In the two weeks since Gov. Andy Beshear’s pandemic guidance first stated it would allow “youth Sports: low touch and outdoors” beginning on June 15, local leagues have been scrambling to understand and plan for what that might mean for their players. Most did not believe it would mean they could begin playing games on June 15 and likely wouldn’t have set schedules to do so, regardless.

“From a mental standpoint, trust me, (the kids are) ready. From a physical standpoint, they’ll need a little bit of time so we can prevent injuries,” Nick Williams, an Eastern Little League coach and board member, said last week. “In the littler leagues it it’s not as big of a worry. Their arms are still really pliable and it’s hard to hurt ‘em. But in the upper leagues, especially as kids get older … I think a week or two, realistically, of just a regular throwing routine (will help prevent injuries).

This would be the only season Williams’ 9-year-old Cooper and 12-year-old Tucker can play on the same team.

“I wouldn’t want to put a kid out there Day 1, and say, ‘play ball’ because the risk of injury is higher,” Williams said. “But a week or two (of practice)? … I’d be comfortable with a week or two with my boys.”

Lexington has several youth sports leagues and officials contacted said they have been meeting almost weekly to discuss how they will deal with state guidelines.

Local baseball and softball youth leagues were on the verge of beginning their seasons in March when all sports at all levels across the nation shut down due to the pandemic. Tryouts were held in February, teams were formed and many had ordered uniforms.

“Honestly, we did the hardest part of the season where it was getting the teams done (formed), Bluegrass Girls Fastpitch president Leon Davis said earlier this month. “Then it got shut down. Now it’s just, I guess, the not knowing and trying to wait to get all the information before we make a decision.”

Bluegrass Girls Fastpitch was able to halt uniform orders, but there’s still a strong desire to play. The question remains whether there will be enough time for it to have a summer season or try to have an extended fall season, Davis said. Davis and his board will begin discussing those options this weekend, he said.

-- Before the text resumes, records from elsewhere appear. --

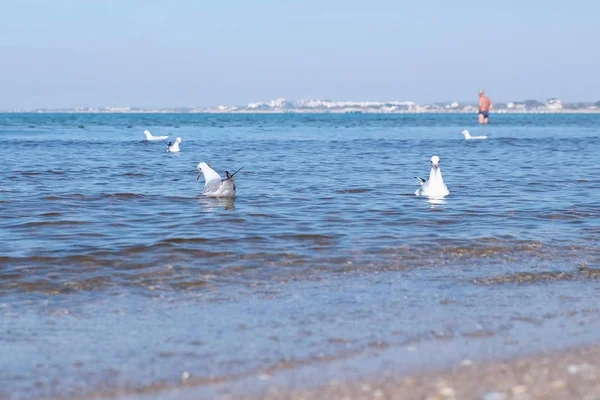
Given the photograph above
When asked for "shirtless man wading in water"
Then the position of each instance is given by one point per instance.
(485, 105)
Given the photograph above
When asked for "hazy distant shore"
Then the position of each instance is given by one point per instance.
(175, 111)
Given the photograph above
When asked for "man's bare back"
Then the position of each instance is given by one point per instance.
(485, 105)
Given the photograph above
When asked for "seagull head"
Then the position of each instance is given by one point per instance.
(202, 167)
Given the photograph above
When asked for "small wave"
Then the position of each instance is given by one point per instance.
(355, 190)
(535, 277)
(34, 224)
(124, 195)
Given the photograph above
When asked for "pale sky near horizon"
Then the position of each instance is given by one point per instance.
(150, 53)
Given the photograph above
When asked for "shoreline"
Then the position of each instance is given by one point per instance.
(308, 112)
(570, 373)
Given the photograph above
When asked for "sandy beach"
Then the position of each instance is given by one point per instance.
(569, 374)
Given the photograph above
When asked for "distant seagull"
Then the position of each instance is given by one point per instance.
(469, 137)
(173, 147)
(214, 185)
(149, 136)
(434, 186)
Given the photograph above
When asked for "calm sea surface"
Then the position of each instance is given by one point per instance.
(118, 279)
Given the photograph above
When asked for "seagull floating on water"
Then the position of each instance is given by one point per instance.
(469, 137)
(434, 186)
(150, 137)
(173, 147)
(214, 185)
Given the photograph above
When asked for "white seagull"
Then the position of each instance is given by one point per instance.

For other leagues with uniforms in hand, salvaging some kind of summer season is a priority, but condensing a schedule that normally runs from March to July into a much shorter window will be difficult, they acknowledged.

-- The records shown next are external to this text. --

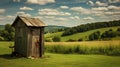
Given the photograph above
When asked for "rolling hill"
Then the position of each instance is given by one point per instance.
(83, 35)
(53, 28)
(1, 27)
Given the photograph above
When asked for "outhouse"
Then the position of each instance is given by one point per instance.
(29, 36)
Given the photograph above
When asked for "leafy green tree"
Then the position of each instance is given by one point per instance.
(8, 33)
(94, 36)
(1, 38)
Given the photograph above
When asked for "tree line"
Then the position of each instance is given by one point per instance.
(7, 34)
(90, 26)
(105, 35)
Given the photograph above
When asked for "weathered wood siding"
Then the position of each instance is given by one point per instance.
(21, 38)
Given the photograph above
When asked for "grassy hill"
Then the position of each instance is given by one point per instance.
(1, 27)
(53, 28)
(56, 60)
(83, 35)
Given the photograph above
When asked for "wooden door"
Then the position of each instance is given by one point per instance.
(35, 43)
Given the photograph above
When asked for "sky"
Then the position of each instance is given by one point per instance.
(60, 12)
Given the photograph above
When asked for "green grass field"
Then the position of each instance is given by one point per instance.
(83, 35)
(56, 60)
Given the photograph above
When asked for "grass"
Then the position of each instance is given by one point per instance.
(56, 60)
(94, 47)
(83, 35)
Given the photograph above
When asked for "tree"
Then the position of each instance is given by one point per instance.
(1, 38)
(94, 36)
(8, 33)
(56, 39)
(118, 29)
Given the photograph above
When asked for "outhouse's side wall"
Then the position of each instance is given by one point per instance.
(21, 38)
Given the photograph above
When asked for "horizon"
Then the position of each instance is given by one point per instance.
(61, 12)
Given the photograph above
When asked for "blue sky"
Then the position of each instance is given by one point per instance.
(60, 12)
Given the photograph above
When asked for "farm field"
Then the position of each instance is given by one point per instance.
(59, 60)
(83, 35)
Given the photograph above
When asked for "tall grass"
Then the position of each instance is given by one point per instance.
(79, 49)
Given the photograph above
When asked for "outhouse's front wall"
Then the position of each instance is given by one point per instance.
(33, 41)
(21, 38)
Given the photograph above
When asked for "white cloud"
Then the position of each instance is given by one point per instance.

Whatever the solutions, all league officials know many of their families are ready to play.

“I think the light at the end of the tunnel is what’s kind of driving us on,” Williams said.

Over the hiatus, some parents have expressed concerns about restarting and sought refunds, but many emails and calls have been about getting going.

“The overwhelming feeling, right now, the parents want to play,” Eastern Little League president Brad Oakley said earlier this month. “And if there are certain reasonable restrictions that have to be put in place for us to do that, then they’re more than willing to do it.”